Additional file 1: Classification as Public Health Research

Colleagues, including those with a public health background, had varying ideas about what constituted a ‘public health research project’. Therefore it was necessary to derive Inclusion and Exclusion criteria.

Included Studies

•Preventative interventions and health promotion;

Interventions, including treatments, to prevent illnesses/conditions e.g. stopping smoking, sexual health, physical activity, breastfeeding, community groups and engagement, self-harm and suicide prevention, alcohol, teenage pregnancy, health promotion, substance misuse, domestic violence, suicide prevention, alerts for those living alone, obesity, teenage pregnancy, prevention of home and traffic accidents, employment, offender health, victims of crime

•Health education, health literacy

•Early clinical diagnosis/identification (but excluding those that concern development of diagnostic technologies)

•Screening programmes; design of programmes, improvement of programmes

•Identification of clinical thresholds and care pathways for common conditions

•Perinatal and postnatal mental disorders – both identification and treatment of these conditions (due to effect on foetuses/babies)

•Health inequalities

•Accessibility of care

•Self-management and self-care behaviours; self-monitoring, education, self-help

•Improving services, investigations about new models of service provision, exploring variations in hospitals’ services, primary care, secondary care, social care, pharmacy, ambulance etc.

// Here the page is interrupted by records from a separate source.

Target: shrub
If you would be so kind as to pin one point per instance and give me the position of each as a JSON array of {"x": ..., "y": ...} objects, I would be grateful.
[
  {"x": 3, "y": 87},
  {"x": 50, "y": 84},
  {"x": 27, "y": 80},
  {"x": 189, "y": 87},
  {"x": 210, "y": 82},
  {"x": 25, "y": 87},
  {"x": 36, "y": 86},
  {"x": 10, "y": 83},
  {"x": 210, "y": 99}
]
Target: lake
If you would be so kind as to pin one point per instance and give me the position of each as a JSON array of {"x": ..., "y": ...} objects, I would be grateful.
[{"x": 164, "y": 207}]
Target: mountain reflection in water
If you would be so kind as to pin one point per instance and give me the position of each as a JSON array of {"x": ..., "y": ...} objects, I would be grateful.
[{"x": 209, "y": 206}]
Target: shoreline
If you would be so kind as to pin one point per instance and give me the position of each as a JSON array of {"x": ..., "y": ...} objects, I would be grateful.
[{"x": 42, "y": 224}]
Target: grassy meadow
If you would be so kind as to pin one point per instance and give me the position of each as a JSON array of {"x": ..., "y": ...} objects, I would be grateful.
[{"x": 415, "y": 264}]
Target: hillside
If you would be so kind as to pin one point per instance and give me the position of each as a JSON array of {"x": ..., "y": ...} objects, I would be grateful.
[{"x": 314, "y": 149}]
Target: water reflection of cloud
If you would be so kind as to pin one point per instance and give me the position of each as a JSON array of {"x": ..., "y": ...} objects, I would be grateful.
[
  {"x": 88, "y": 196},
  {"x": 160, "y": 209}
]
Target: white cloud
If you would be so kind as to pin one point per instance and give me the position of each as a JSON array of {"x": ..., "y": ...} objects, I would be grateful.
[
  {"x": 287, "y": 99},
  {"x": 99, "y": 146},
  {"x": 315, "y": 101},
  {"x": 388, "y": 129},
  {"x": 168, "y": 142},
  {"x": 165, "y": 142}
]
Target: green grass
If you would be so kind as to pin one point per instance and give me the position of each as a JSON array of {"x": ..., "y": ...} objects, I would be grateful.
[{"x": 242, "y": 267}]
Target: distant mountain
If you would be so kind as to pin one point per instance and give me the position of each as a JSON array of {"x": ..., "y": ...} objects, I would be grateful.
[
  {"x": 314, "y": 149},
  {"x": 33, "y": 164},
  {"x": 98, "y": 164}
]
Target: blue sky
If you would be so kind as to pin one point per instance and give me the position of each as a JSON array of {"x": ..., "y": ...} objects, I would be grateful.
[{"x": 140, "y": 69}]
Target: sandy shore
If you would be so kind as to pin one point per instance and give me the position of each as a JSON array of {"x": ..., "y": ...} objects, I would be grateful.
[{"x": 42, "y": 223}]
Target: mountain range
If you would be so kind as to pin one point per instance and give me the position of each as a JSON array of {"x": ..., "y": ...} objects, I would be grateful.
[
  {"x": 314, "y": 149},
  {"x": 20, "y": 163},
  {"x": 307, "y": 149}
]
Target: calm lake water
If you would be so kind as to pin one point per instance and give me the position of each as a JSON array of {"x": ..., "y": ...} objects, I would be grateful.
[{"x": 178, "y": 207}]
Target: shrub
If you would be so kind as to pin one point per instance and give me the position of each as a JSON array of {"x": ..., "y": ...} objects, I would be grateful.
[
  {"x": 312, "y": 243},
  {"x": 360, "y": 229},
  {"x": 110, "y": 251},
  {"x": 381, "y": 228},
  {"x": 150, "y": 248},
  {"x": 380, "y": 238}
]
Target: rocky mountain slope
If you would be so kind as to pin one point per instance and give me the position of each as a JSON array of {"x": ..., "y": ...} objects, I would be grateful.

Including patient involvement, health needs assessment and health planning, care pathways, reducing unscheduled care, variations in morbidity/mortality rates, equity of access, accessibility of healthcare, provision of care at home instead of in hospital, professional communities and networks, location of end-of-life care, telemonitoring, e-HEALTH, planning for long-term needs for conditions, discharge planning, integrated care & interface management, alternative provision, governance

•Socioeconomic problems – crime, housing, environment etc.

•Health protection;

Patient safety; safety of health services, adverse drug reactions, safety of patient care, infection control, prevention of spread of infectious diseases, vaccinations to prevent infectious diseases, uptake of vaccination programmes by patients, mass media campaigns, reduction in antimicrobial resistance, prevention of spread of infectious diseases including tuberculosis, HIV, threat detection, infection surveillance.

Excluded Studies

•Secondary preventative – e.g. reducing the risk of relapse of depression etc.

•Basic science and clinical studies, biobanks, registries

•Treatment (fertility, rehabilitation, physiotherapy, medicines, radiotherapy, CBT, or surgical interventions for pre-existing illness/conditions (with the exception of treatments for perinatal mental disorders)

•Development of diagnostic tests, treatment devices, decontamination of equipment

•Workforce issues of leadership and training issues, development of measures to enable evaluation of patient experience, culture changes for organisations, roles of staff groups, peer support

•Development of data collection tools, identification of research priorities, development of outcome measures, recruitment to trials

•Descriptive epidemiological studies

•Healthcare management studies – team working, leadership, training issues.